We had a busy day planned on Saturday, August 12, 2017. H had a friend’s birthday party, we had a meeting with a contractor to finalize details on a home renovation project, and we had plans to go car shopping (because my car’s lease was up and I was way over mileage…a five digit number of mileage). That night, we had dinner plans with friends.
Matt woke up and he wasn’t quite himself. The exhaustion and flash headaches had become more noticeable, more intrusive, but also, there was something slightly off.

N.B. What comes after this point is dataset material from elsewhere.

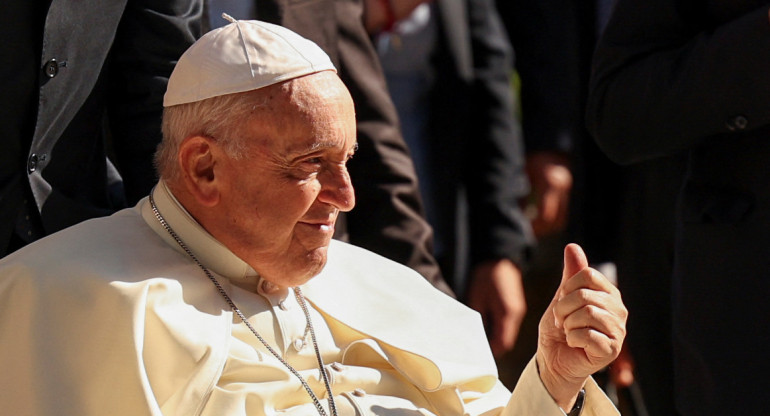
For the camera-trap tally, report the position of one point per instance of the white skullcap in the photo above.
(242, 56)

Something that impacted his logic and humor just enough to simultaneously raise my panic and make me wonder whether I was imagining things.
During the meeting with the contractor, I remember Matt made statements that weren’t quite relevant, he asked questions that had answers he already knew, and his tone was just slightly harsh, not rude, but not in line with Matt’s usual friendly, joking tone. I remember looking from him to the contractor and wondering whether I should intervene, pull the contractor aside and explain that Matt had brain cancer. I didn’t, because I remember thinking that felt mean, like a betrayal to Matt. Maybe it also felt like acknowledging and admitting something I wasn’t capable of admitting.
I don’t remember what we (G and I) did while H was at the birthday party. I don’t remember what Matt did while he had the house to himself. We didn’t text even once in the two and a half hours (or so) that I was out of the house.
I do remember car shopping together later that afternoon, and I remember looking from Matt to the salesman and being so impressed with Matt’s negotiation skills, his business acumen and his wit. He was back to himself in a way that negated the morning.
When we left the sales office, Matt was struck by another headache. It lasted just a few minutes longer than the ones prior. He asked me to cancel our plans for the night. I did. And I knew doing so was insignificant—it was just one night,—but simultaneously momentous. More so than the weekend before, it was the first time Matt admitted he needed to slow down. It was the first time I agreed.
The day was marked by highs and lows. Matt was sometimes off and sometimes not, sometimes himself and sometimes someone I couldn’t recognize. After this point, when friends asked about Matt, I never knew how to answer. We were simultaneously fine and falling apart. Our world was simultaneously burning to ashes and blazing with the promise of cure that would eventually work.
Poliovirus would work. Of that, we were unwaveringly sure.
About that, we were incredibly wrong.
Contradictions. The contradictions of brain cancer are exhausting and isolating and so very impossible to explain, even to yourself.
But in the space between every contradiction, for us, was hope. And that was reason enough to simultaneously slow down and keep going.